DMPS, or dimercaptopropane – 1 sulfonate, is a primary chelator for mercury and arsenic. Slide 42 shows the chemical structure of DMPS. DMPS has pitfalls as well as advantages. The pitfalls include oral dosing which is the usual recommended dosing because it is approximately 50% to 55% absorbed by the gastrointestinal mucosa. As a result of already compromised gastrointestinal function and dysbiosis noted in most of these children, there is also be a decreased absorption of the DMPS when dosed orally, and with the severe gut vacillations prevalent in our society, DMPS by mouth becomes impractical. Most of the children that have taken the DMPS orally for more than 1 week continuously, begin complaining of abdominal pain, cramping and other GI distress. We tried the oral DMPS for almost 6 weeks before eliminating it as a possible therapeutic method. Intravenous methods of application were not an option in children so young, although is the preferred method I have used in my clinical practice for my adult patients with mercury toxicity.  

All study patients were also monitored for renal function, and mineral depletion. The key to success with this study was the constant and continuous “pull” of mercury by being able to dose it every other day and the compliance of patient and parents.
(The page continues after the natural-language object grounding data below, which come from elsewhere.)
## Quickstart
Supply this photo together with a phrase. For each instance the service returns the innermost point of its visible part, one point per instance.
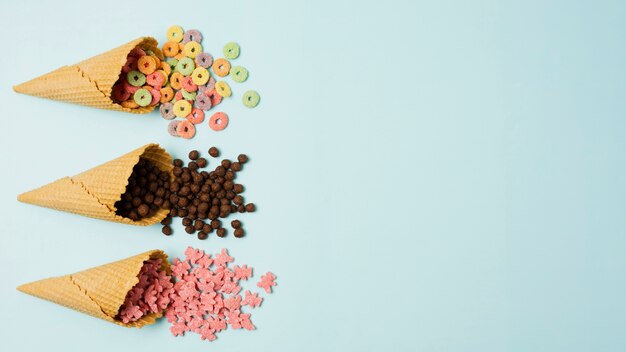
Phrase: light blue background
(443, 176)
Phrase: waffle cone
(99, 291)
(89, 82)
(94, 192)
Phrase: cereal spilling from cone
(181, 81)
(145, 186)
(201, 293)
(207, 297)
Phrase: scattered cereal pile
(197, 195)
(191, 87)
(150, 295)
(148, 190)
(141, 80)
(206, 296)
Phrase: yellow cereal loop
(182, 108)
(200, 76)
(223, 89)
(176, 80)
(192, 49)
(175, 34)
(165, 75)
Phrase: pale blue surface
(445, 176)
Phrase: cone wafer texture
(93, 193)
(99, 291)
(89, 82)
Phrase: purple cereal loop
(167, 111)
(130, 65)
(204, 60)
(171, 128)
(192, 35)
(203, 102)
(137, 53)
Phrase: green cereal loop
(251, 98)
(185, 66)
(136, 78)
(142, 97)
(239, 74)
(172, 63)
(231, 50)
(188, 95)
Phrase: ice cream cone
(94, 192)
(99, 291)
(89, 82)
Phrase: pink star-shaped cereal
(243, 272)
(222, 258)
(267, 281)
(233, 303)
(207, 333)
(178, 328)
(180, 268)
(252, 299)
(231, 287)
(205, 261)
(193, 255)
(234, 320)
(244, 320)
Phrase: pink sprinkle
(243, 272)
(149, 295)
(222, 258)
(205, 297)
(267, 281)
(193, 255)
(252, 299)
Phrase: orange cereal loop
(146, 64)
(164, 74)
(221, 67)
(130, 104)
(176, 80)
(170, 49)
(166, 67)
(167, 94)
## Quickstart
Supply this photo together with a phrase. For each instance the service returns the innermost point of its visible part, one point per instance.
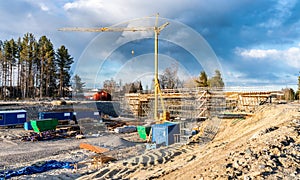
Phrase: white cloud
(281, 12)
(44, 7)
(291, 55)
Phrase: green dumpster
(143, 131)
(43, 124)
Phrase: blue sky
(255, 42)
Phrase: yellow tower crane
(157, 29)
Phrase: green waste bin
(143, 131)
(43, 124)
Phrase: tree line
(31, 68)
(168, 79)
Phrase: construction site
(211, 134)
(182, 133)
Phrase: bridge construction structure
(196, 103)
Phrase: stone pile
(271, 154)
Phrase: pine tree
(46, 67)
(63, 62)
(216, 80)
(202, 81)
(77, 85)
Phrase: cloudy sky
(252, 42)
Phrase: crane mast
(157, 29)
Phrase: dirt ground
(265, 145)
Each patient was put on a protocol consisting of the transdermal DMPS (TD-DMPS). Transdermal DMPS is DMPS conjugated with a number of amino acids, delivered in highly specialized micro- encapsulated liposomal phospholipid transdermal base with essential fatty acids. The frequent dosing is one of the most important components of the TD-DMPS. It is important to note that DMPS is highly oxygen reactive and is very unstable when exposed to air. This and many other issues of delivery, stabilization, and oxidation have all been successfully identified and resolved over the last two years with the final result now pending patent. In addition, certain other components have been added to the TD-DMPS to potentiate the efficacy of treatment, such as the addition of various amino acids and glutathione.
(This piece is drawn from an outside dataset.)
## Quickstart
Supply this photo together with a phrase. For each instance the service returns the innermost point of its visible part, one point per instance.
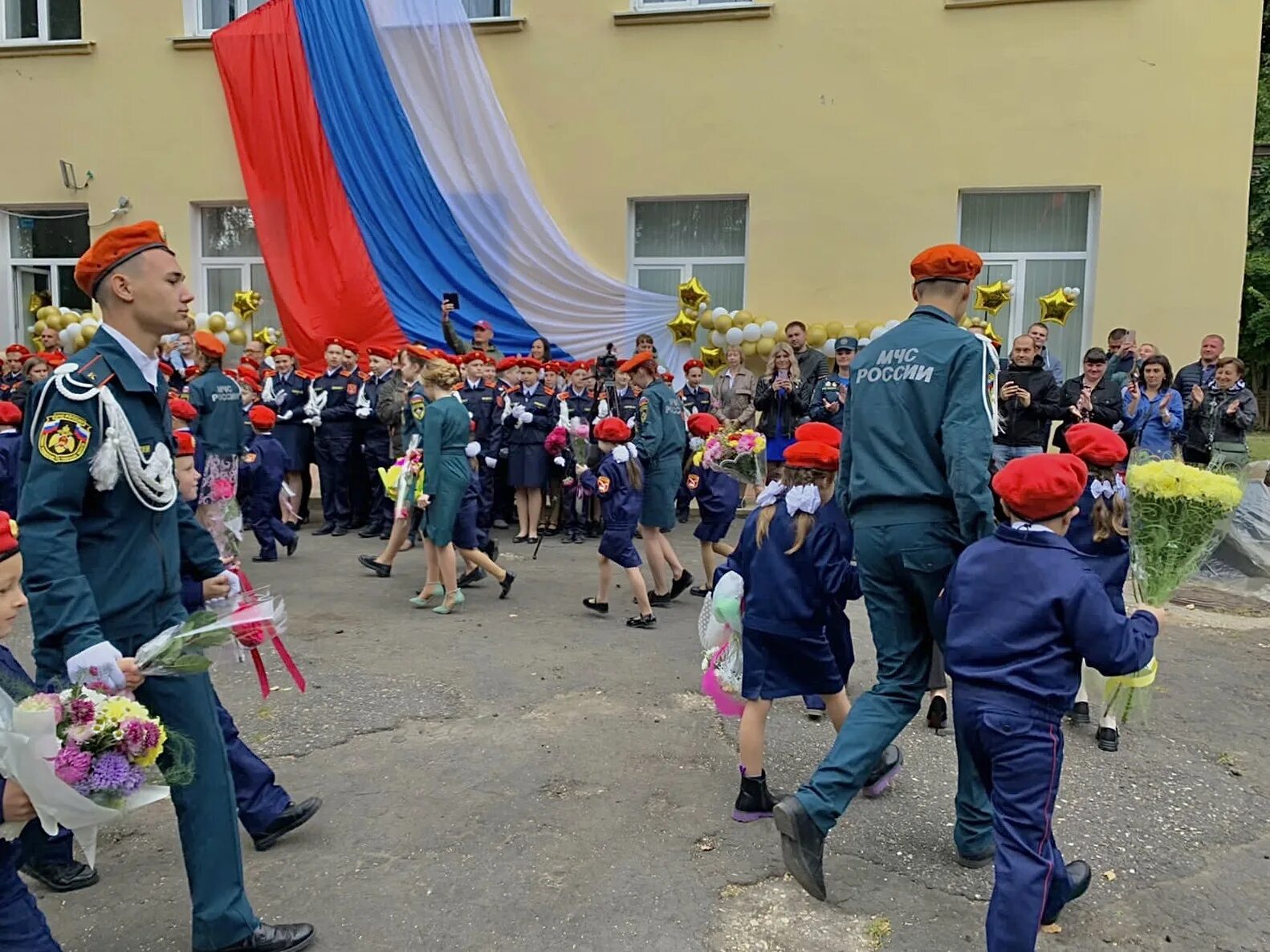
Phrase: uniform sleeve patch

There are a number of agents that have been demonstrated to have clinical utility in facilitating the removal of mercury from someone who has demonstrated clinical signs and symptoms of mercury toxicity. The most important part of this systemic elimination process, however, is the removal of the source of mercury. Once this has been completed, treatment for systemic mercury detoxification can begin. The following is a summary of the most effective agent as well as the most commonly used agent that have been documented in the peer-reviewed literature.

DMPS

1. The chemical name is Sodium 2,3 dimercaptopropane-1-sulfonate, this water soluble dimercaprol has 2 active sulfhydryl sites that form complexes with heavy metals such as zinc, copper, arsenic, mercury, cadmium, lead sliver, and tin.
2. The chemical structure of DMPS is:
   
   CH2 – CH – CH2 – S – O3 - Ozone – NA
                |                    |
              SH                SH
    
3. DMPS was developed in the 1950’s by the Soviets as an antidote for the chemical warfare agent Lewisite. It became commercially available in 1978, being produced by the German pharmaceutical company Heyl.
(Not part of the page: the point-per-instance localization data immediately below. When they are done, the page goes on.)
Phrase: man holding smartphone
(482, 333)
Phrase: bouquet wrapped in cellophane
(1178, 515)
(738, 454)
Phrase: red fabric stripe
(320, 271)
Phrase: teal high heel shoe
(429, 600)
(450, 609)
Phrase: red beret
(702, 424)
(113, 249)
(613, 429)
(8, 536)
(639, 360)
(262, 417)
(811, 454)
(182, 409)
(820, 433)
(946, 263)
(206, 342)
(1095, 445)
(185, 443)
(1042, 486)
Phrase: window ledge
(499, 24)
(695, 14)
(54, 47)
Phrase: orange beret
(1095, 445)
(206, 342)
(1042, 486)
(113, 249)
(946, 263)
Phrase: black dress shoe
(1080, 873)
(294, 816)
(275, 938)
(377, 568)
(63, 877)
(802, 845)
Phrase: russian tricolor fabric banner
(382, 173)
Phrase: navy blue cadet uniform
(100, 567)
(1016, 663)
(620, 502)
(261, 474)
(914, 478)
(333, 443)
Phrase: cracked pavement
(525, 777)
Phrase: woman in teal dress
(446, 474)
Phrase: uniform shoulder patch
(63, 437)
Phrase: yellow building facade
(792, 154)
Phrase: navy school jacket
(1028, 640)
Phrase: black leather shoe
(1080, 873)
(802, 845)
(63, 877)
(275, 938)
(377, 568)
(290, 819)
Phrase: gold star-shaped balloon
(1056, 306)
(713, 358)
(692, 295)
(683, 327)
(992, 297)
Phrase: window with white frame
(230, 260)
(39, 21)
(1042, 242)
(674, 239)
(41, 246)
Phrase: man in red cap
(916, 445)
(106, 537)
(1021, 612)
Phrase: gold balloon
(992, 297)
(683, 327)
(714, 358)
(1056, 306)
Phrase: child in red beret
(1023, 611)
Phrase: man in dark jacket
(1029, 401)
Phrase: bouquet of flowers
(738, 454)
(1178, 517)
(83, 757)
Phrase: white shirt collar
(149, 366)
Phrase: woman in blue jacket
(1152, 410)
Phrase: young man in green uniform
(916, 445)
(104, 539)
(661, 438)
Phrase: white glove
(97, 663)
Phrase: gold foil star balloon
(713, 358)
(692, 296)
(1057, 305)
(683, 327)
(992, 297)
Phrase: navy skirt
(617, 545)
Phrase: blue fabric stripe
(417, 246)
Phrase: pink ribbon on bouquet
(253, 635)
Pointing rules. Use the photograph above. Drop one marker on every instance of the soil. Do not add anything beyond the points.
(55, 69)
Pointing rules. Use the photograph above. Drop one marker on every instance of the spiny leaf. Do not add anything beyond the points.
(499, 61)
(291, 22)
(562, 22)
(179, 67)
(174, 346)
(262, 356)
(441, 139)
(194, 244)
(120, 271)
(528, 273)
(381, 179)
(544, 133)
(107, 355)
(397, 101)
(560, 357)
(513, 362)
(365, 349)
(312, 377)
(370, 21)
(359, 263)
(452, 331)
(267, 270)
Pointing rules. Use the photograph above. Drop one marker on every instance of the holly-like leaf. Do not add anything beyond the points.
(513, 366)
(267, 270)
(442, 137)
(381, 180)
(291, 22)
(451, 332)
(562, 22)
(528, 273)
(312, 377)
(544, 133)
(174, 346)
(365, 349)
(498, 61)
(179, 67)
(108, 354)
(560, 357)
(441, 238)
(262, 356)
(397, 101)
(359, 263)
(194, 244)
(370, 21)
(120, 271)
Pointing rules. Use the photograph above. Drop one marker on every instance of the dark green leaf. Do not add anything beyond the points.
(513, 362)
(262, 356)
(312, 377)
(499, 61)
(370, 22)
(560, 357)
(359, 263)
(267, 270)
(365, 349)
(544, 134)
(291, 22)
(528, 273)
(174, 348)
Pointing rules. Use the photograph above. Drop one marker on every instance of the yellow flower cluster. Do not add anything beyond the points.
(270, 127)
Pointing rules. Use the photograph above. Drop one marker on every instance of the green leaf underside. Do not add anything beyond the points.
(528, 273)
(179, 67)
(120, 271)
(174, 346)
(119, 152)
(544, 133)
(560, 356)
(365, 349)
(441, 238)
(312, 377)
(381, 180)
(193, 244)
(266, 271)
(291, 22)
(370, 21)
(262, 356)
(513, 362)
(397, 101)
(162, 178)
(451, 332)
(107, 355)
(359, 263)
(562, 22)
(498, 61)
4. There has been extensive research in both safety and effectiveness of this drug in the 50 years of its existence and it is now considered to be the most effective therapy for the treatment of mercury toxicity, as mercury is bound to sulfur groups throughout the body and is therefore difficult to remove. The sulfur groups on this compound readily unseat the mercury from its attachment to sulfur in our tissues, then this compound is excreted through the kidneys unchanged.
5. DMPS is widely available throughout the United States as a compounded bulk drug and has been recognized by the FDA in that capacity.
6. DMPS is very safe when used properly. Side effects are very rare, but may include allergic reactions such as skin rashes. Most important is to monitor and supplement with appropriate doses of zinc and copper as these minerals are bound readily by DMPS in the same way as it binds mercury. This should be done prior to commencement of any DMPS treatment regimen, then periodically throughout the process.
7. DMPS can be taken orally, as over 50% is absorbed. Most trained chelation physicians in the United States utilize intravenous challenges, whereas most European physicians will challenge with oral DMPS.
8. Currently, the only professional medical organizations that teach and certify physicians in chelation therapy are the International College of Integrative Medicine and the American College for Advancement of Medicine. Both of these organizations periodically conduct workshops on mercury toxicity specifically with emphasis on both basic Science knowledge and clinical evaluation and treatment.
9. With the increased concern of mercury toxicity as an environmental health threat and in recognition of the need to increase basic Science research and clinical treatment of heavy metal toxicity, the American Board of Clinical Metal Toxicology was recently formed as an evolution of the American Board of Chelation Therapy. This Board will now expand greatly the educational opportunities for physicians interested in this health problem and offer certification procedures that will expand even further the work that has already been done.
10. As a result of the work of these organizations, a general protocol for the use of DMPS has been established which most certified physicians follow.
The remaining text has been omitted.